Editor’s note: Volcán Villarrica erupted in the early morning of the day this story posted. The volcano’s last major eruption was in 1985, according to Chile’s Ministry of Mining, with a few smaller ones since then.
A last-minute detour became the ultimate challenge.
It started almost three years ago in Mendoza, Argentina, when I took the quick bus ride south to the town of Maipú to rent a bicycle and do a wine tasting tour.
I met these American students on the bus, and they invited me to have some drinks that night. While we were out, they convinced me to go to Chile.
They were studying there, in Valparaíso, and they told me how beautiful it is, how I should go to Santiago and then take the one-hour bus ride to their city.
Two days later I took the scenic ride from Mendoza to Santiago.
I went to Valparaíso, including a stop in Viña del Mar as well, but I never saw them. It just didn’t work out that way.
I ended up climbing an active volcano instead.
At my hostel in Santiago, I met Monique, a Brazilian girl who told me about Pucón, a lakeside town about four hours south of the capital. She said she was going there to climb a volcano, Volcán Villarrica (2,860m or 9,380ft).
My eyes lit up. I want to climb an effing volcano!
Off we went to Pucón, our mission ahead of us, a challenge we both underestimated.
We went to the tour agency upon arrival, one of the many in town, although the name escapes me. I just know we paid a lot for the excursion. I don’t remember exactly how much but a Google search showed me that today the trip costs 45,000 Chilean pesos (about $72 by today’s exchange rates).
We had to wake up early the next morning, around 5 or so, and the van was at the hostel to pick us up at 6 sharp.
We headed to the tour agency office where we all got fitted for our winter wear and gear. It was already early June. There was snow up there, ice even, and there was no guarantee more would not fall from the skies as we made the climb.
I didn’t know, until we arrived at the base of the volcano, that it was active.
I was a little nervous as we made the first part of the climb when I saw the remnants of a ski resort, most of it burned by lava. Great, I thought. Villarrica might murder me.
I thought about quitting the climb, but I couldn’t do it. I had to continue, had to find out if I could make it, if I still had enough endurance, at almost 33 years old, to make it to the summit. It would be almost like a dream come true to turn back the clock like that because no matter how athletic we are, eventually, time always wins.
There were 25 of us in our group, 27 counting the guides. We trekked uphill for about two hours then took a break, a chance to recharge because the climb was about to get a lot tougher. There would be no more dirt. Under our feet would be only snow from here on out.

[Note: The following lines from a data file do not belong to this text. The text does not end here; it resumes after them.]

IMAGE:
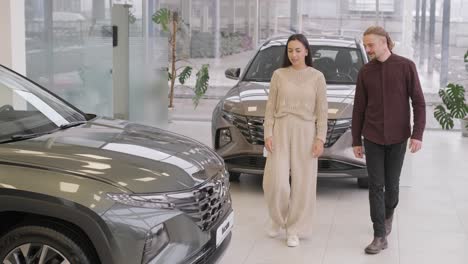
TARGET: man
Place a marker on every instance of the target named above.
(381, 115)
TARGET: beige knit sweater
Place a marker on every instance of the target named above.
(299, 92)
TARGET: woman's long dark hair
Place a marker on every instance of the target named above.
(303, 40)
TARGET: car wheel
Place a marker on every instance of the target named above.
(363, 182)
(234, 176)
(38, 244)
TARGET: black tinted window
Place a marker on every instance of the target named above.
(339, 65)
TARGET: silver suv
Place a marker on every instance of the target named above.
(81, 189)
(237, 122)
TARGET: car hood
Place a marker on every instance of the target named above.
(131, 156)
(249, 99)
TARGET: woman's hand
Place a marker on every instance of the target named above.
(317, 148)
(269, 144)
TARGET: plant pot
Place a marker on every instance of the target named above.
(170, 114)
(464, 126)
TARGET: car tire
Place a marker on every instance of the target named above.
(59, 245)
(234, 176)
(363, 182)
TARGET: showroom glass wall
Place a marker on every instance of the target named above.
(69, 44)
(69, 50)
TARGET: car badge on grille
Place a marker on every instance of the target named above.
(219, 188)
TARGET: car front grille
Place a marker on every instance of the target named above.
(336, 128)
(252, 128)
(248, 161)
(205, 204)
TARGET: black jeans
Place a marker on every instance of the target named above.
(384, 164)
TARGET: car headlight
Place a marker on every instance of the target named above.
(224, 137)
(156, 240)
(159, 201)
(343, 122)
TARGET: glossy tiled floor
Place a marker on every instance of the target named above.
(431, 224)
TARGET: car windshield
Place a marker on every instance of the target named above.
(339, 65)
(27, 109)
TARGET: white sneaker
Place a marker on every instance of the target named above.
(292, 241)
(274, 230)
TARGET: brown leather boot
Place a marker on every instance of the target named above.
(377, 245)
(388, 225)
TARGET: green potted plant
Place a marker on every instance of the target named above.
(466, 60)
(453, 106)
(171, 22)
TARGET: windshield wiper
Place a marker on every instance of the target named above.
(71, 124)
(33, 135)
(28, 136)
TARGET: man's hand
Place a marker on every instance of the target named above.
(358, 152)
(317, 148)
(415, 145)
(269, 144)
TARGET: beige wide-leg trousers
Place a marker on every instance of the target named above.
(291, 206)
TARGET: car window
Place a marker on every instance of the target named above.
(339, 65)
(25, 108)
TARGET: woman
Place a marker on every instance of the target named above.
(295, 130)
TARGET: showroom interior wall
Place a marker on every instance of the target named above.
(68, 43)
(12, 44)
(69, 50)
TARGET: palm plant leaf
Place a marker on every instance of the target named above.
(443, 117)
(185, 74)
(201, 84)
(162, 17)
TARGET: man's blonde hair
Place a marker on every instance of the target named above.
(380, 31)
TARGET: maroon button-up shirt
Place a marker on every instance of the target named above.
(381, 110)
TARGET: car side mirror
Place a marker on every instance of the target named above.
(232, 73)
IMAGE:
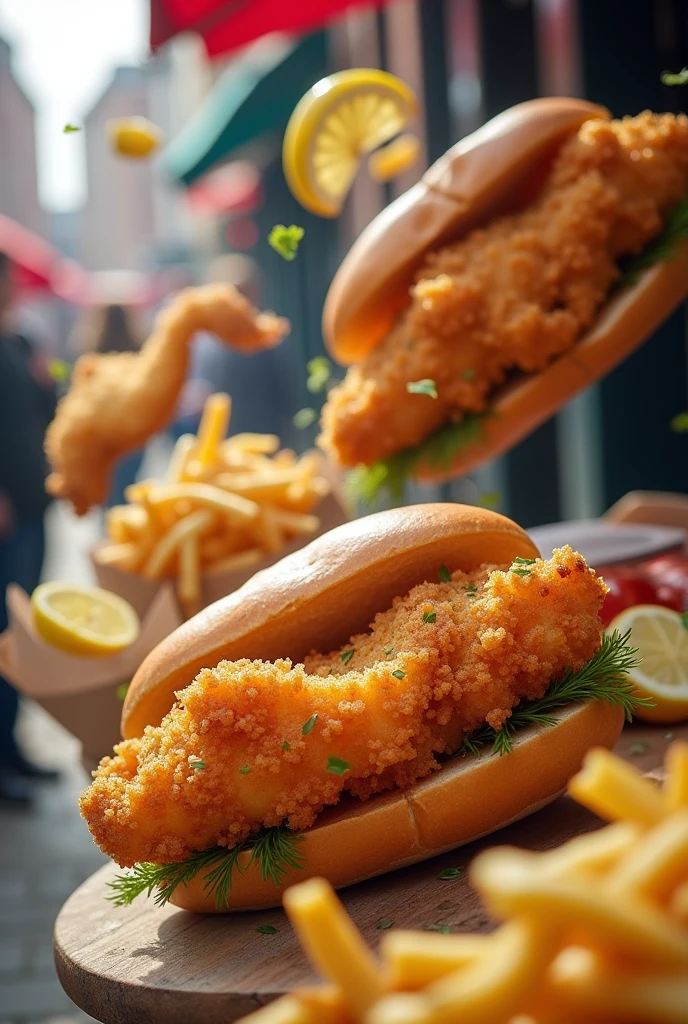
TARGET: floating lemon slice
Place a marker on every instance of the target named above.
(135, 136)
(661, 638)
(337, 122)
(83, 621)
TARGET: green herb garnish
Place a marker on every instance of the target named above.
(308, 727)
(425, 386)
(675, 78)
(367, 483)
(273, 851)
(304, 418)
(336, 766)
(660, 249)
(318, 374)
(286, 240)
(604, 677)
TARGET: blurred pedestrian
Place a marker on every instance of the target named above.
(27, 406)
(111, 329)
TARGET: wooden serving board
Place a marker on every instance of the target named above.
(145, 965)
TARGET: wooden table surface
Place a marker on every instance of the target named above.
(145, 965)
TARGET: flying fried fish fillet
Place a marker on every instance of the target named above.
(117, 400)
(386, 705)
(516, 294)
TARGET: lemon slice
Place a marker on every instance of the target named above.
(135, 136)
(661, 638)
(83, 621)
(340, 120)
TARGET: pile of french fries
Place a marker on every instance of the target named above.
(226, 504)
(594, 931)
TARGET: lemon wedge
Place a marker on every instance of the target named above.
(135, 137)
(84, 621)
(661, 638)
(340, 120)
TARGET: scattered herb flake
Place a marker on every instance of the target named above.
(286, 240)
(425, 386)
(59, 370)
(675, 78)
(304, 418)
(308, 727)
(449, 873)
(318, 374)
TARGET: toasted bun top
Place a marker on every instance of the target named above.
(321, 595)
(497, 169)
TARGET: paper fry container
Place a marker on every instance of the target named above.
(79, 692)
(141, 592)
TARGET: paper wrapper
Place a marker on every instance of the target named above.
(141, 592)
(79, 692)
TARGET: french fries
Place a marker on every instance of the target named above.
(226, 503)
(595, 931)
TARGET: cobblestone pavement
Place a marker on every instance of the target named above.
(46, 853)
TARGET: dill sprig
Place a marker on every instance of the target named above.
(273, 851)
(604, 677)
(663, 248)
(367, 483)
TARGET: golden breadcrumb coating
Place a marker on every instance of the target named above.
(516, 294)
(117, 400)
(442, 660)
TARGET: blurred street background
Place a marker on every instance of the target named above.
(86, 230)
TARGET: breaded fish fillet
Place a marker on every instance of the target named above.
(251, 743)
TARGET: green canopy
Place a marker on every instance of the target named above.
(256, 94)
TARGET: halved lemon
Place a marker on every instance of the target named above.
(661, 638)
(340, 120)
(83, 621)
(134, 136)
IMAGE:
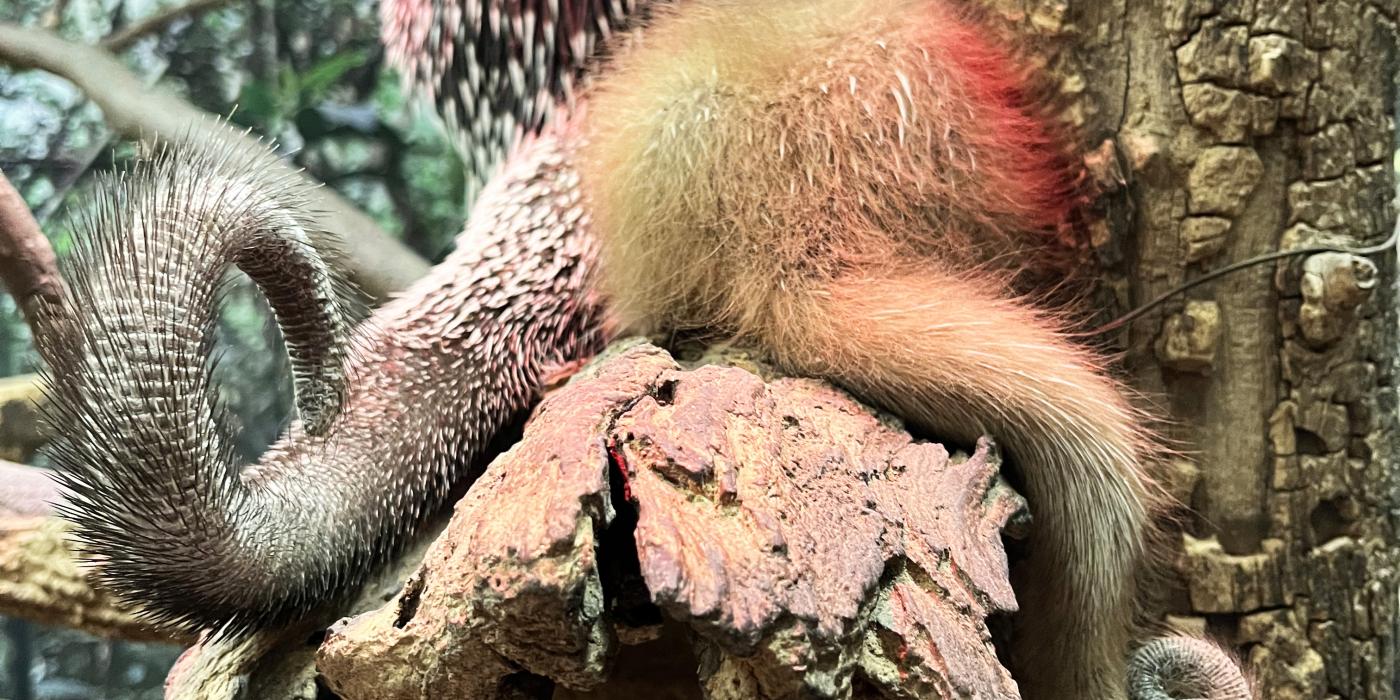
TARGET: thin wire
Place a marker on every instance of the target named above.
(1278, 255)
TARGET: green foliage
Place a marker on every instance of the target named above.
(307, 73)
(270, 104)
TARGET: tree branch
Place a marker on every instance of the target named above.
(28, 266)
(377, 262)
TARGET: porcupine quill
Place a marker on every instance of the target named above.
(389, 415)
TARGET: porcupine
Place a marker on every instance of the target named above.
(886, 283)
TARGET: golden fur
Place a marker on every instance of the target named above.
(853, 186)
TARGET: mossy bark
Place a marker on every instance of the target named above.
(1239, 129)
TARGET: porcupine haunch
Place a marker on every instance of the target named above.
(868, 249)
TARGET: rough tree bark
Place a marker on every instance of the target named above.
(653, 518)
(1246, 128)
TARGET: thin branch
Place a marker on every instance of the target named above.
(28, 266)
(375, 261)
(158, 21)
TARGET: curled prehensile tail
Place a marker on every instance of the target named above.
(853, 186)
(494, 69)
(1183, 667)
(156, 493)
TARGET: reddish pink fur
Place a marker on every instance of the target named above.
(854, 186)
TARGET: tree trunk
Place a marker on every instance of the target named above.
(1246, 128)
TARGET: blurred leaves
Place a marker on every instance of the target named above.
(308, 73)
(294, 95)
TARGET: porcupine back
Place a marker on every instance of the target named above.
(856, 186)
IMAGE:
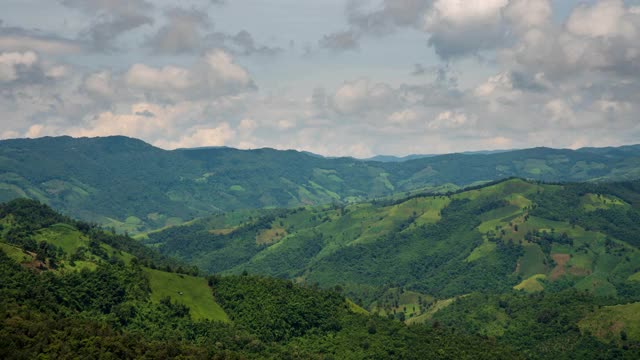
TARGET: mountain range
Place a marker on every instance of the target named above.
(132, 186)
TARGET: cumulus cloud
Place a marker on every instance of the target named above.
(14, 63)
(462, 27)
(359, 95)
(599, 37)
(451, 120)
(19, 39)
(183, 33)
(214, 75)
(110, 19)
(340, 41)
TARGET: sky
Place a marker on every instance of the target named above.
(334, 77)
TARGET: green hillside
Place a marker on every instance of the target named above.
(513, 234)
(193, 292)
(53, 305)
(132, 186)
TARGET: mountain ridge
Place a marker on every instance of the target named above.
(134, 186)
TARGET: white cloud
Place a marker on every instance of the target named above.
(100, 84)
(214, 75)
(403, 117)
(451, 120)
(11, 63)
(217, 136)
(361, 95)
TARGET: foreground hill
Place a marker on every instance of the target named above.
(133, 186)
(417, 255)
(71, 291)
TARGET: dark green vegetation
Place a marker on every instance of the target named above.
(538, 246)
(132, 186)
(70, 290)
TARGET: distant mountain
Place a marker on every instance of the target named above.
(542, 268)
(391, 158)
(69, 290)
(512, 234)
(133, 186)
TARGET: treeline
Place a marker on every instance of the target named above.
(542, 325)
(106, 314)
(23, 218)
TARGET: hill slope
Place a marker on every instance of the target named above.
(511, 234)
(69, 290)
(134, 186)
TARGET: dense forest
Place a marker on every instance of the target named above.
(132, 186)
(56, 304)
(535, 266)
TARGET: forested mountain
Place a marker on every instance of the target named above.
(69, 290)
(569, 246)
(134, 186)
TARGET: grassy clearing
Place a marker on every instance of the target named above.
(532, 262)
(481, 251)
(437, 306)
(16, 253)
(593, 202)
(532, 284)
(355, 308)
(608, 322)
(65, 236)
(270, 236)
(191, 291)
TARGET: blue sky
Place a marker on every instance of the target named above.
(335, 77)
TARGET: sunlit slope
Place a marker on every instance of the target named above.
(132, 186)
(36, 237)
(511, 234)
(194, 292)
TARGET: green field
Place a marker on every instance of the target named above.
(16, 253)
(193, 292)
(608, 322)
(532, 284)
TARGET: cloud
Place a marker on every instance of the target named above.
(459, 28)
(370, 18)
(19, 39)
(12, 64)
(242, 43)
(110, 19)
(600, 37)
(340, 41)
(214, 75)
(451, 120)
(183, 33)
(217, 136)
(403, 117)
(361, 95)
(100, 84)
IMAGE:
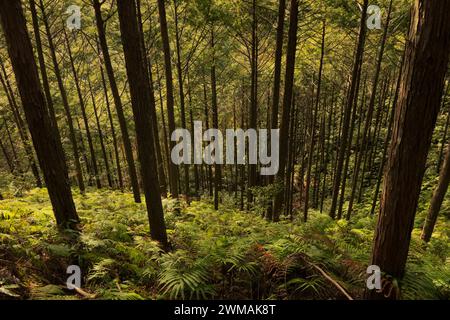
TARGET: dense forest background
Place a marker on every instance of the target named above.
(86, 177)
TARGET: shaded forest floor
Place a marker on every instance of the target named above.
(227, 254)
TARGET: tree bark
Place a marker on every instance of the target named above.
(422, 84)
(140, 100)
(117, 101)
(173, 169)
(287, 104)
(47, 146)
(438, 198)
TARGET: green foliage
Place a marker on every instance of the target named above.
(217, 254)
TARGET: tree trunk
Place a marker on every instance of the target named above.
(21, 127)
(65, 101)
(140, 100)
(173, 169)
(215, 122)
(100, 135)
(117, 101)
(287, 104)
(113, 132)
(348, 109)
(422, 84)
(47, 147)
(83, 113)
(438, 198)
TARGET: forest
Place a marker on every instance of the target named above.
(224, 150)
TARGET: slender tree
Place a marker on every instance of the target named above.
(140, 100)
(287, 104)
(117, 100)
(426, 60)
(47, 146)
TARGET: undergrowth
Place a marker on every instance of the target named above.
(225, 254)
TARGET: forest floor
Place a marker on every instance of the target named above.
(225, 254)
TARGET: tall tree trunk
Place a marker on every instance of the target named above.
(444, 136)
(173, 169)
(100, 135)
(113, 131)
(140, 100)
(370, 109)
(117, 101)
(253, 112)
(426, 61)
(47, 147)
(348, 109)
(438, 198)
(215, 122)
(43, 68)
(65, 101)
(278, 59)
(181, 89)
(313, 129)
(83, 113)
(148, 66)
(21, 127)
(287, 104)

The guides said we had about four hours to go.
I was already a little tired, some of the other climbers even more so, and I started to believe that we wouldn’t all reach the top of the mountain.
We trudged through the slushy snow another hour, and some people began to give up. I started to think about it, to wonder how much longer I could do this. I felt like I was standing on a giant Slurpee, slipping here and there, like Happy Gilmore on ice skates.
I refused to quit. As my friend Pedro always tells me, “You’re living the dream.”
Another hour passed; more people left the group, including Monique. We were down to about a dozen, and I was down to the last of my energy.
We must have been at 8,000 feet or so by then. The air was starting to get thinner, and the snow was getting icier.
The conditions got so much worse that by the time another hour passed, the group was down to four…
A Swedish couple.
The incline was so steep by now; we could not climb in a straight line. We had to zig-zag, and even that was hard. By this time, I had forgotten that the volcano was active.
There was so much damn ice, and I began to wonder if I would just give up, like one of the characters in “The Grey,” who just falls to the wild wolves below.
There were no rabid animals awaiting my demise, but the thought of tumbling down the mountain and hoping for the best began to cross my mind repeatedly. I even asked the guide if there was any way to turn back, and he got a bit angry.
“It’s too late now!” he shouted.
“Screw it!” I thought. “I’m gonna make this mountain my bitch!”
I kept saying one thing in my head, over and over, to keep the dream alive:
Ricky Bobby, Ricky Bobby, Ricky Bobby, Ricky Bobby…
I was thinking about the dinner scene. Amazing how the most trivial things sometimes help us through tough times.
About 20 minutes later, I was standing on flat land. I reached the summit.
I took a few minutes to catch my breath, and looked down into the crater, and saw the steam rising and knew lava was somewhere not too far away.
Then I looked down at the lake, at the water that looked like glass and the last of the day’s sun glinting off the surface, a twinkle much like the one I’m sure I had in my eyes. I felt so much satisfaction and relief, but more relief, that sweet, sweet relief.
“Good job,” the guide told me, then he took my picture.
Going downhill was much easier.
We each had a flat board as part of our gear, and we rode the snow like luge runners until we crashed and tumbled, then got on the board again until we made it to the bottom.
I had just enough energy to eat and shower when I got back to the hostel, and barely that.
As soon as my head hit the pillow I melted into a deep sleep. I did not dream about Villarrica that night, but sometimes I do.